Aim: Increased angiogenesis in the mesenteric microvasculature of portal hypertensive animals may contribute to the development of splanchnic vasodilation associated with portal hypertension (PHT). Experimental data suggest that rapamycin may reduce angiogenesis and tumour growth by inhibiting the vascular endothelial growth factor (VEGF) pathway. This study determines whether rapamycin can prevent the neoangiogenesis in the mesentery of portal hypertensive mice and may influence the splanchnic vasodilation. Methods: PHT was induced by partial portal vein ligation (PPVL). PPVL and Sham mice were treated daily with rapamycin or placebo for 2 weeks. Protein expressions of VEGF, CD 31, Akt and p70S6 kinase (mTOR signalling pathway) were evaluated. Mesenteric blood flow (MBF) was measured by a perivascular flow probe. Results: Increased mesenteric angiogenesis and VEGF protein levels were observed in PPVL_placebo mice compared to Sham_placebo mice. Rapamycin treatment caused significant reduction in CD 31 positive endothelial cells and VEGF protein in the PPVL_rapamycine group compared to the PPVL_placebo group, to levels comparable with Sham_placebo and Sham_rapamycine groups. MBF was significantly higher in PPVL_placebo mice compared to the Sham_placebo mice.
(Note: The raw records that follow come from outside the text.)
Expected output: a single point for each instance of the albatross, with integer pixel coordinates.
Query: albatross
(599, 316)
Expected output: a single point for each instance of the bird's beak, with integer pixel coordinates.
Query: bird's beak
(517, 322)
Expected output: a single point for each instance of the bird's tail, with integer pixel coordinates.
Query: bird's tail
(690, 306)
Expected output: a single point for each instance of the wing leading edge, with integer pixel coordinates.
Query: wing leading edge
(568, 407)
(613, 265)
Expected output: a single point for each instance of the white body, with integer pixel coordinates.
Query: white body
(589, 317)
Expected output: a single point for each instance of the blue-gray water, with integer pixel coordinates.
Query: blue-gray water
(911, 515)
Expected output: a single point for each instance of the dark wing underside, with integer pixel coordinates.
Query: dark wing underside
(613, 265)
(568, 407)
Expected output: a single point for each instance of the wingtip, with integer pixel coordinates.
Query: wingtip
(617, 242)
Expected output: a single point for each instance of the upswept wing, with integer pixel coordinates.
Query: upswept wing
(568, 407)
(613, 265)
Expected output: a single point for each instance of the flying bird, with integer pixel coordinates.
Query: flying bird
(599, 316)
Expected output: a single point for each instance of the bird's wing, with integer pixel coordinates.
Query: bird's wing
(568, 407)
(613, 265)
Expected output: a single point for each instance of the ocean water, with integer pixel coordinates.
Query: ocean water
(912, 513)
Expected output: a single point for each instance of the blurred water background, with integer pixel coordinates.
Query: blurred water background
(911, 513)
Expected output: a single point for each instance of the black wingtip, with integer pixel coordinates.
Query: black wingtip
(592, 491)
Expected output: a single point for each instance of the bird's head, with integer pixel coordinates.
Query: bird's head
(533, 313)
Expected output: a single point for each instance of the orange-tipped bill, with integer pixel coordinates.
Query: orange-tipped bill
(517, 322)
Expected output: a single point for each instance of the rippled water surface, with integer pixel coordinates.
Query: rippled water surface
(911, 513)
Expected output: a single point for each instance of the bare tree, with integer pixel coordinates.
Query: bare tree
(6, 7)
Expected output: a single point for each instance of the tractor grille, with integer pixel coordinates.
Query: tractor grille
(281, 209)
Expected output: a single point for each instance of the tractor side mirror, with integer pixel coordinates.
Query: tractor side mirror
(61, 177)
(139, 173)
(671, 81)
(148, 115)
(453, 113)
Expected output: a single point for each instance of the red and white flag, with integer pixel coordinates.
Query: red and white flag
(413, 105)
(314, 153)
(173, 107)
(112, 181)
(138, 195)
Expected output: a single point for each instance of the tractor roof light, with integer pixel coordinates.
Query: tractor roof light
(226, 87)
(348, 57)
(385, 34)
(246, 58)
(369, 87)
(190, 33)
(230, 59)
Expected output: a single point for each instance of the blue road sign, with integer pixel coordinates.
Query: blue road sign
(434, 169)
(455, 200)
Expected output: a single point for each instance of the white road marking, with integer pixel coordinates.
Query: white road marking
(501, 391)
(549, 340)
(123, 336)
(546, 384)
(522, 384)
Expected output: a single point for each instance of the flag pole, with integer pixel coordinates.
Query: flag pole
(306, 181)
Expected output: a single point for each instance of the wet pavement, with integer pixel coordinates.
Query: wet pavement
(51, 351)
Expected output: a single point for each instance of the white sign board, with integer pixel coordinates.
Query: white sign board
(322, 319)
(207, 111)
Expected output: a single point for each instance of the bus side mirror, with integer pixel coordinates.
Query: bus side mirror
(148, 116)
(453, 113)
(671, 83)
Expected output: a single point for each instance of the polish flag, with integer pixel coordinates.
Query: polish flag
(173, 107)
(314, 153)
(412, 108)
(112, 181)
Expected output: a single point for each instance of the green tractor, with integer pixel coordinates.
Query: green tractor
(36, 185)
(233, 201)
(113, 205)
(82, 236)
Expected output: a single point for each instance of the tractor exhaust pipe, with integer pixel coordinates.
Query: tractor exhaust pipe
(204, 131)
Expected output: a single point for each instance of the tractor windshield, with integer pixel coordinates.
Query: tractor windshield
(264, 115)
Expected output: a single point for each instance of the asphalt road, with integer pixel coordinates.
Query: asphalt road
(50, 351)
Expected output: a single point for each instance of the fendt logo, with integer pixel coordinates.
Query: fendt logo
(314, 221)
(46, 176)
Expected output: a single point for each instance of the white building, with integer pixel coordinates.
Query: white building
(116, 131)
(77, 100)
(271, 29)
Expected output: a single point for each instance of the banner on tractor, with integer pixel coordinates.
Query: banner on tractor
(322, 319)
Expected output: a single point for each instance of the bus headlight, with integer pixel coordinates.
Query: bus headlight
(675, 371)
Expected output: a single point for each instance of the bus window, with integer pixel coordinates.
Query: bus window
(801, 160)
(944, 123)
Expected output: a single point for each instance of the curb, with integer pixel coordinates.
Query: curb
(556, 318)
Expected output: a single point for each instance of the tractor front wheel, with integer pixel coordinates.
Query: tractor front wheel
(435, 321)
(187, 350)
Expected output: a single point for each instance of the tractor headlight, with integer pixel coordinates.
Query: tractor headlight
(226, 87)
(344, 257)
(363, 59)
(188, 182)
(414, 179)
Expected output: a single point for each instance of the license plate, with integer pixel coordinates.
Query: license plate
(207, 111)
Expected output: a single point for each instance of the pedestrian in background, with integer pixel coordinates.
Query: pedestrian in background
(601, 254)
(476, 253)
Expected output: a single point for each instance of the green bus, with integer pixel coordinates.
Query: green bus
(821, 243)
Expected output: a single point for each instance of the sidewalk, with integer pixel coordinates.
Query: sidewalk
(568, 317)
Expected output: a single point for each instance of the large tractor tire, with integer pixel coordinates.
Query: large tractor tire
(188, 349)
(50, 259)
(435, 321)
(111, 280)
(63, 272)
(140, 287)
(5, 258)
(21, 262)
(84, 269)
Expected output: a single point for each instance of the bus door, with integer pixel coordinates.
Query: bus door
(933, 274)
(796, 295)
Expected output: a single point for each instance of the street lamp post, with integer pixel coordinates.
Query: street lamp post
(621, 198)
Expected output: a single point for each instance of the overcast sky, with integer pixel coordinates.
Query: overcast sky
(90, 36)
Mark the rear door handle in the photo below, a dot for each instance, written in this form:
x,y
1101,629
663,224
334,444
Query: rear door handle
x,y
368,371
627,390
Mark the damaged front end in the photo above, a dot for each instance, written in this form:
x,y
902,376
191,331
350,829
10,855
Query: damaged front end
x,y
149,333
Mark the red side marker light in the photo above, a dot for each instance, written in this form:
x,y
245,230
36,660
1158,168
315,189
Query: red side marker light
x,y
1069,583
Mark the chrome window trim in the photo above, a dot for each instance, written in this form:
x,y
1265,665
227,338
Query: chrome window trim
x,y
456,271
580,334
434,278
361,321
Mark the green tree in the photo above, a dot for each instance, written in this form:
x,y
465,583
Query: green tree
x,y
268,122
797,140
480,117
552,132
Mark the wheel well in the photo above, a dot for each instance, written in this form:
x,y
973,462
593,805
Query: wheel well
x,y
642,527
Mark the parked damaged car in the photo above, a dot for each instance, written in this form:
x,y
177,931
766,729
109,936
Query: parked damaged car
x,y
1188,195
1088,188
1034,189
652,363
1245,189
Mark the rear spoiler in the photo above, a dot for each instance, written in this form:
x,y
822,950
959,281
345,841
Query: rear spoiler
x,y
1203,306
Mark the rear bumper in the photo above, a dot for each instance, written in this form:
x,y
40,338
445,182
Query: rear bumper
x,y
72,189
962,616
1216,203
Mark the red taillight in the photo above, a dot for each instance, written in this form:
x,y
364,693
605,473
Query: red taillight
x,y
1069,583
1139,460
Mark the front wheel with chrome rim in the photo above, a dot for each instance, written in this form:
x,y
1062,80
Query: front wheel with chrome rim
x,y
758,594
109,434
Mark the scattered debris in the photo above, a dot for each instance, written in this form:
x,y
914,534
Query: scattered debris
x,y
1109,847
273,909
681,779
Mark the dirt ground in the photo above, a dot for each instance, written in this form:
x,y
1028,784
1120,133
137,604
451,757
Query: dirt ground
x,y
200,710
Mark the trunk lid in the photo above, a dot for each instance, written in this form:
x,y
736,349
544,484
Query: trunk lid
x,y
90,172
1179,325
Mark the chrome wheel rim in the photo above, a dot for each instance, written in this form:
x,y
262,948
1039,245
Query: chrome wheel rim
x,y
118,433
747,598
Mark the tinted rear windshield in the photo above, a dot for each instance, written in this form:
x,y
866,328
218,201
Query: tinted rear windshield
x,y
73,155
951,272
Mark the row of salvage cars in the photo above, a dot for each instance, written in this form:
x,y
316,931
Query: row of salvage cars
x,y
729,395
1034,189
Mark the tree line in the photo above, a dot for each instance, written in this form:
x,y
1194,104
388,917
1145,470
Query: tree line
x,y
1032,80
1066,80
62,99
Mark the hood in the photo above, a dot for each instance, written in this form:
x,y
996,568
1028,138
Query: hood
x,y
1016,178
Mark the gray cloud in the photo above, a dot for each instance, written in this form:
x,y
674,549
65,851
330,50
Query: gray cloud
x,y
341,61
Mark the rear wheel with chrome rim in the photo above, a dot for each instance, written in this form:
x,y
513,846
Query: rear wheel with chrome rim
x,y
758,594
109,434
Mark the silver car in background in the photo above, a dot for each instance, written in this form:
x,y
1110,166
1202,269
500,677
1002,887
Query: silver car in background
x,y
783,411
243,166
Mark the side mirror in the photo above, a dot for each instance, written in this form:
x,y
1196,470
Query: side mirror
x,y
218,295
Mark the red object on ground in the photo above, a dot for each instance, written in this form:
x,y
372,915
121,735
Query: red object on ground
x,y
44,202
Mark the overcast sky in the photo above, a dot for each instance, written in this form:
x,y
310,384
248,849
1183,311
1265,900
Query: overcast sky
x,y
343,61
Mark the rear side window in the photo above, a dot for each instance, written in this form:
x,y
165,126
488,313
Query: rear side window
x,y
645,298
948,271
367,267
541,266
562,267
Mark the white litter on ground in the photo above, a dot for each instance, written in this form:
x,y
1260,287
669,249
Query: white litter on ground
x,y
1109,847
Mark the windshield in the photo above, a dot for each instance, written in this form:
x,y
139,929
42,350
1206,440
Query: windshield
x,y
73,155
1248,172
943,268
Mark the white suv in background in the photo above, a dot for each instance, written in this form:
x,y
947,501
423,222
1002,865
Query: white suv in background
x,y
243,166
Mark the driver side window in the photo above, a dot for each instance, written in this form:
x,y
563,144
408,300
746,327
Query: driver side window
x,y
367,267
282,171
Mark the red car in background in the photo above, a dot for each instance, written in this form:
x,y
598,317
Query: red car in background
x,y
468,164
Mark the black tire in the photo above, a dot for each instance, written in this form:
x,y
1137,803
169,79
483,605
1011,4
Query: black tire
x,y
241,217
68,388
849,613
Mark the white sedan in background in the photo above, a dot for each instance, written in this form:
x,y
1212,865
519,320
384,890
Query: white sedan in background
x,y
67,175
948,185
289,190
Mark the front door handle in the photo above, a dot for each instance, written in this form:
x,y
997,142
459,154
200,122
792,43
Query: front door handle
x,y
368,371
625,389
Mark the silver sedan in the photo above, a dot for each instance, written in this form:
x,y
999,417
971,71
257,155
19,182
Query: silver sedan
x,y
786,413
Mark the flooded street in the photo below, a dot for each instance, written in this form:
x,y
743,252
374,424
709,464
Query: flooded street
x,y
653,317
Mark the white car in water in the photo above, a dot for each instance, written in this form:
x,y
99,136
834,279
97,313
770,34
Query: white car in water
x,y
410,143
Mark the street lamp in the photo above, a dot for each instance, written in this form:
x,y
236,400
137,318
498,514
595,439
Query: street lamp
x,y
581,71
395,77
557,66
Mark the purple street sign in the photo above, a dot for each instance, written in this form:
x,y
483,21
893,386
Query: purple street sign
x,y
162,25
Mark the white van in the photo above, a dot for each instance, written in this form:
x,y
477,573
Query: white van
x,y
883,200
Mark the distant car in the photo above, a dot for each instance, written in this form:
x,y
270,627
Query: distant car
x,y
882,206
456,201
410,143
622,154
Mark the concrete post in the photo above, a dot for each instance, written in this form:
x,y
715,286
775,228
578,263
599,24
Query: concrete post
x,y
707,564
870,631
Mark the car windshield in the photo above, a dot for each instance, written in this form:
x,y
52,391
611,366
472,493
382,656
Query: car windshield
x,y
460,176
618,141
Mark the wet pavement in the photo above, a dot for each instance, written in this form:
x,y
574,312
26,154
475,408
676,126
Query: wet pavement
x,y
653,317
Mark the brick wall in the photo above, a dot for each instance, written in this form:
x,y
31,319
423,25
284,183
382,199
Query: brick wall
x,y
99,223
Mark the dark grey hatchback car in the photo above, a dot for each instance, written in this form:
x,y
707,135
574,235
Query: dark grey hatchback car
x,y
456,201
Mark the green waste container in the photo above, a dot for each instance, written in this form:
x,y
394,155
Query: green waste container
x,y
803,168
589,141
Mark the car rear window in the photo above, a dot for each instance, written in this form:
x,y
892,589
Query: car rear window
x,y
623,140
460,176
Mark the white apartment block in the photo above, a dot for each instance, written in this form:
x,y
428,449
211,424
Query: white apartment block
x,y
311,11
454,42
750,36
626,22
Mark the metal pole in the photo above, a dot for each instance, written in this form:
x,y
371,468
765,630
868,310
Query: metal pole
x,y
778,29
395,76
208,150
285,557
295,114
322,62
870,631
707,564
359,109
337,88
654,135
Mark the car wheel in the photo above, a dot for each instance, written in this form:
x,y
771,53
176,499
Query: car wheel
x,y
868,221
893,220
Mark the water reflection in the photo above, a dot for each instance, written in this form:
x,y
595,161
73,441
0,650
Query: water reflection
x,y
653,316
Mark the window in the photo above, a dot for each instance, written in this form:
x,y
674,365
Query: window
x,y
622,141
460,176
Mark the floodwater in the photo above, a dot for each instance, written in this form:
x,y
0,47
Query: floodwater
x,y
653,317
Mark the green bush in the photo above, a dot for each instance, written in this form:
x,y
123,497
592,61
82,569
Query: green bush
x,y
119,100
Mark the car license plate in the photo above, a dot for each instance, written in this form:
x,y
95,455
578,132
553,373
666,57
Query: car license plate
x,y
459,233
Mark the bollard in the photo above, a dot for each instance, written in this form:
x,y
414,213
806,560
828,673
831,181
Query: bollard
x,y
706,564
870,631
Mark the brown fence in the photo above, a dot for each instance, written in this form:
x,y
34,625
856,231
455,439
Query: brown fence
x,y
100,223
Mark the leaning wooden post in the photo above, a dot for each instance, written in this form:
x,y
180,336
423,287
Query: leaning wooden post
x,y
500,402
Rapamycin decreased significantly the MBF in PPVL_rapamycine mice compared to PPVL_placebo mice. Phospo‐Akt and p70S6 kinase protein levels were increased in the mesenteric tissue of PPVL_placebo mice compared to Sham_placebo mice, which were also prevented by treatment with rapamycin. Conclusions: An increased VEGF dependent neo‐angiogenesis is present in the mesentery of portal hypertensive mice. Rapamycin prevents angiogenesis in the mesenteric tissue and decreases the mesenteric blood flow in portal hypertensive mice, at least in part through an anti‐VEGF activity and influence on the mTOR signalling pathway.